Another hitch comes with Web surfing. Dragon mostly is adept at this. Notably, if you speak the first words that correspond to any link on a page, the software will quickly order the Web browser to take you there. But with other functions, like scrolling a page or entering text in forms, there's just enough of a lag time between the utterance and the action that the usual method of grabbing and clicking the mouse feels more fluid.
Indeed, Dragon's own tutorial notes that in Internet Explorer, "even though you can do everything by voice, many people find it more efficient to use a combination of mouse, keyboard and dictation."
Perhaps most annoyingly, while Dragon might be great at interpreting what it hears you say, it won't always hear you. If the microphone shifts into an odd position, or you mumble, Dragon can be at a loss for words.

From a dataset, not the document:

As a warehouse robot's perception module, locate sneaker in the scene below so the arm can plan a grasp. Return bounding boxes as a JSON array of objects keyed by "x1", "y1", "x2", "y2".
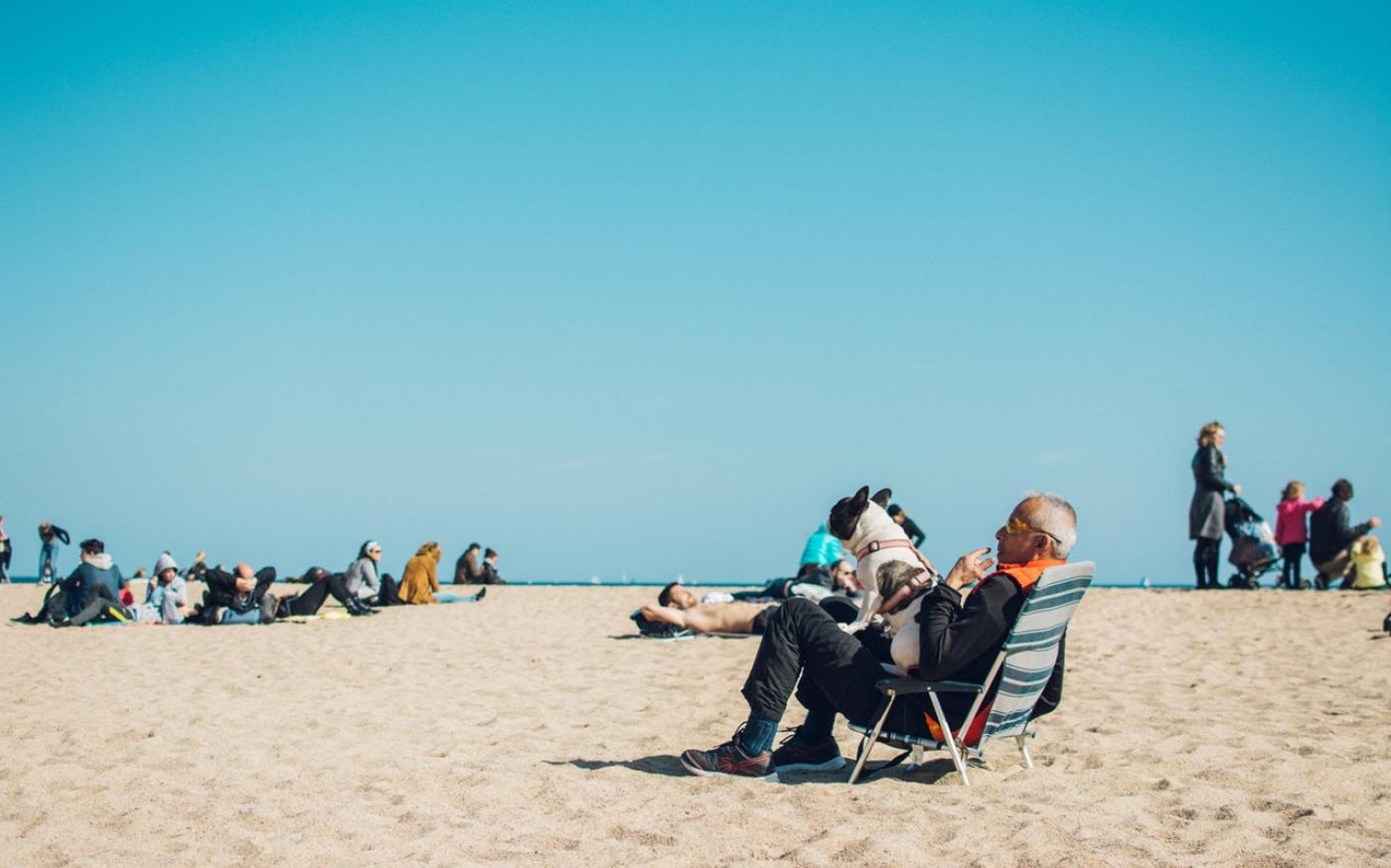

The initial setup of Dragon — which requires Windows XP, 1 gigabyte of hard drive space and 512 megabytes of RAM — is easy. Version 9 is the first that lets you skip the tiresome process of "training" the software for your voice; now the program can figure it out on the fly. It also can study your e-mails and documents to learn your personal writing style and thus better guess what you mean when you say certain things.
But a few times Dragon froze and crashed. It's a relatively common issue that stems from a conflict with a Windows file that runs in the background to help the PC recognize alternative methods of text input. If you disable this particular process, Dragon can run unencumbered. It's not a difficult step, but it might unnerve some users to tinker with their PC's operations.
Ultimately, I'd bet that many people would find Dragon a useful companion to the usual methods of interacting with a PC. It's certainly nice to type less.
But it's hard to see voice becoming the primary method for input. There remain few things in life that solve a problem without creating new problems of their own.